Les nazis comme les socialistes sont d’abord des politiciens. Leur but c’est de parler afin de se faire élire et là, le mensonge est de mise. Quand on voit que les expériences du passé n’ont rien appris aux hommes, on conclut que les premiers sont toujours là avec un look différent et les camps de concentration mondialisés informatisés sont plus contrôlables sous l’œil des satellites que des geôliers SS. Au fond, le nazisme c’est mensonge armes et listes noires. Quant au socialisme qui a alimenté le panarabisme sans le germer, là où il est né, il gouverne à droite pour ratisser large. Dans son livre La Machine à faire des Dieux, Serge Moscovici assimile le chercheur au renard qui ruse, saisit tout opportunité, explore, combine, agresse dans sa quête du monde mais dès qu’il doit expliquer ses résultats à la masse, il se transforme en hérisson, boule de piquants dressés qui roule à tout va. Bombardée, neutralisée, pas dupe, la masse réagit en retirant sa confiance. Le taux d’abstention en est la preuve et la démocratie s’accommode de son contraire, les minorités virulentes. Maintenant, n’importe quel bougre avec un minimum de QI isolé au pôle Nord sait que quelque chose cloche, sent de la pourriture dans l’air. Manipulée et consciente de son incapacité à changer son destin, la chèvre de monsieur Seguin digère son rêve de liberté dans la gueule du loup. Dans le monde arabe, le mektoub se lit dans la boule de cristal du couple Rais-Mollah. On a le choix : le renard ou le hérisson, le renard et le hérisson. Le grand psychologue allemand C.G. Jung écrit : "En face de la raison du citoyen, l’Etat dictatorial bénéficie du triste avantage non seulement d’avaler l’individu, mais par sa phénoménologie psychologique, d’inclure aussi et de mobiliser en quelque façon ses forces religieuses…de cet entrecroisement de dynamismes psychologiques, jaillit, comme c’est en général toujours le cas, un mouvement qui est une surcompensation, à savoir le fanatisme."

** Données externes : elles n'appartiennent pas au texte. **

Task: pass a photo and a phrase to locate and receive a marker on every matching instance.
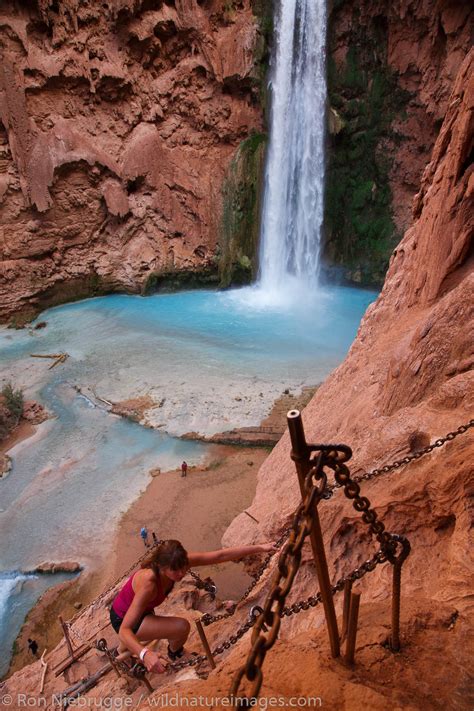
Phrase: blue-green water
(210, 361)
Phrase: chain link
(267, 625)
(209, 619)
(405, 460)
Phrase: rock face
(118, 122)
(406, 382)
(391, 72)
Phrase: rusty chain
(208, 618)
(315, 484)
(405, 460)
(288, 565)
(352, 491)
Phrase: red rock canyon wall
(117, 123)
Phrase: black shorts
(116, 621)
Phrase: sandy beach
(196, 509)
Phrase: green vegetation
(174, 280)
(360, 232)
(238, 242)
(263, 12)
(11, 409)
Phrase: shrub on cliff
(11, 408)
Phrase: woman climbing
(132, 615)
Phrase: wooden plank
(66, 663)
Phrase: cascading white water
(292, 212)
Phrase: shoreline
(169, 495)
(22, 432)
(196, 509)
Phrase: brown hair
(169, 554)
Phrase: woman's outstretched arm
(226, 554)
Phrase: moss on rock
(238, 244)
(363, 91)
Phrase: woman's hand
(153, 662)
(268, 548)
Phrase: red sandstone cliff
(406, 381)
(424, 42)
(117, 124)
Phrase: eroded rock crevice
(119, 122)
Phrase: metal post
(395, 637)
(300, 455)
(352, 628)
(66, 636)
(205, 644)
(345, 608)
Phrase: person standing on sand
(132, 612)
(144, 535)
(33, 647)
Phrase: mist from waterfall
(293, 200)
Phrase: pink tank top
(125, 597)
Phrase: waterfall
(292, 212)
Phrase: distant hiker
(132, 613)
(33, 647)
(144, 535)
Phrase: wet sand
(22, 432)
(195, 509)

Avant l’arrivée d’Hitler, les Allemands n’étaient pas une tribu d’aborigènes et pourtant ils se sont laissé prendre mais en fin de compte le fanatisme n’a pas succédé au nazisme. Rapidement comme les Japonais, ils ont réussi à renaitre des cendres de la deuxième guerre mondiale. Et si les Occidentaux ont déserté les temples et les églises cela ne veut pas dire qu’ils sont devenus incroyants mais ils ne veulent plus de l’Inquisition qui pourtant était bien limitée dans le temps et l’espace. Pour anéantir tout d’espoir de démocratie, les renards arabes, malgré une constitution faisant de l’Islam religion de l’Etat, ils ont permis encouragé les partis islamistes avec la bénédiction de l’Occident séduit par les seuls bons élèves de la classe des barbares : le Qatar et l’Arabie Saoudite. Mais le 11 septembre est venu à point pour les désorienter. Pour nous, les peuplades dites arabes, on ne peut s’empêcher de penser ce qui serait advenu de nous si Ben Laden s’était contenté de s’occuper exclusivement de nous, les "mauvais" musulmans. Bien que question innovation, les islamistes ne se cassent pas trop la tête, ils utilisent des méthodes qui ont montré leur preuve : la terreur. Notre terreau s’y prête à merveille. Omar Carlier écrit dans son livre, Entre Nation et Djihad, "Un homme valide s’impose et se positionne socialement non par le respect dont il s’entoure, mais par la crainte qu’il inspire." On tète la peur au sein maternel. Pourquoi sommes-nous condamnés, malgré nous, à stagner à être différents des autres ? Pourquoi sommes-nous condamnés à tanguer entre le renard et le hérisson ? Le poète Archiloque a écrit : "Le renard sait beaucoup de choses, mais le hérisson sait une seule grande chose." Beaucoup de choses ajouté à une seule grande chose ça fait le tout, tout l’atome, du noyau au dernier électron.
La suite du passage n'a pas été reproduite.